I don't really know how they came upon my name, chose me, and found out all of those details (it seems a little too specific to be directly from my LinkedIn profile, but maybe not) but it was definitely an exciting day with a lot of people reaching out and following me on various platforms. My feelings were varied from embarrassment and not wanting to share, to doubt that they'd chosen the right person, to being humbled by being placed with other seriously amazing people, to being glad to have some of my hard work recognized in some small way.

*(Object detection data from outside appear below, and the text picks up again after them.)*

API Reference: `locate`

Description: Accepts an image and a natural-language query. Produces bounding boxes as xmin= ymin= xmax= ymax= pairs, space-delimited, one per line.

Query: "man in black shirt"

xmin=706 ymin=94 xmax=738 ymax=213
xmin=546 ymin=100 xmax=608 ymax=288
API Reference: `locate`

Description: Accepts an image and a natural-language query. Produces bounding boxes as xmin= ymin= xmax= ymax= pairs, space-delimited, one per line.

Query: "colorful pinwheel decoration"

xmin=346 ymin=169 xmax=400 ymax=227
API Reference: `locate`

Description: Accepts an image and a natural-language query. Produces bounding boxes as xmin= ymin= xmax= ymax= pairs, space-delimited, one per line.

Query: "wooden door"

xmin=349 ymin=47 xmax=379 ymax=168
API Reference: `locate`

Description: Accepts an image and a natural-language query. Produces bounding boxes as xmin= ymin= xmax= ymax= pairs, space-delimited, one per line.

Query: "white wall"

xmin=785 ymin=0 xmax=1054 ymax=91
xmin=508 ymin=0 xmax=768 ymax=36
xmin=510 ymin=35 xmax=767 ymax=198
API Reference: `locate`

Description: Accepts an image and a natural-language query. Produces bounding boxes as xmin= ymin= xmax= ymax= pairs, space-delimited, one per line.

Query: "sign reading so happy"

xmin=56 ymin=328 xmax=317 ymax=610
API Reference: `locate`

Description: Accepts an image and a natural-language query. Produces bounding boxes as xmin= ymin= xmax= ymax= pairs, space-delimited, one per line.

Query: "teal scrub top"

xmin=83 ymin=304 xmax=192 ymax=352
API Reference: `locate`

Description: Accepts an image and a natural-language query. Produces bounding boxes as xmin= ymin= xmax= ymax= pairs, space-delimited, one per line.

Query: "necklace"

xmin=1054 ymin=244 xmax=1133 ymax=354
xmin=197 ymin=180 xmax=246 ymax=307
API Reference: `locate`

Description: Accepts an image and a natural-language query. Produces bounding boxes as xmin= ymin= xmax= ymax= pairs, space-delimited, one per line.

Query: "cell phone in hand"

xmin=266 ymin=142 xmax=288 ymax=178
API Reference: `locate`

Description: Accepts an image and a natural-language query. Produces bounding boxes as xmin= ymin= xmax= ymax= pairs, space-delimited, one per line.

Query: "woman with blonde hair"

I ended up sharing in many places for a few reasons:
  1. I was still in the midst of running the crowdfunding campaign for Techtonica and didn't want to miss any opportunity to drive traffic to Techtonica,
  2. Michael threatened to share if I didn't, and
  3. I'm always hearing about how women understate their accomplishments and I'm working on not doing that.
Hilariously enough, when some people from LinkedIn first emailed me and said I was in the running for an award and asked for my best address, I stupidly told them, "This is my best address," thinking they meant email address. When they came back asking for a mailing address, I became really suspicious and asked what they'd be sending and if my mailing address would be added to a list and doom me to never-ending snail mail junk. They didn't answer me the first time, and when they followed up, I again asked the same questions before they told me, "We want to send you a gift for winning, but please don't tell anyone yet, and no, you won't be added to any list." Still, I wasn't quite sure if these people were really from LinkedIn, so I gave them Michael's office address.

LinkedIn Next Wave Sunglasses photo IMG_20161011_202943_zpsbfsplzwy.jpg

These sunglasses arrived in a box much bigger than the sunglasses. They were in a special plastic case nestled in nice packaging and all of that was wrapped in tissue paper. I told Michael, "These are either the most expensive sunglasses I've ever owned or the most delicately-wrapped sunglasses ever."

Thanks for the honor and the gift, LinkedIn!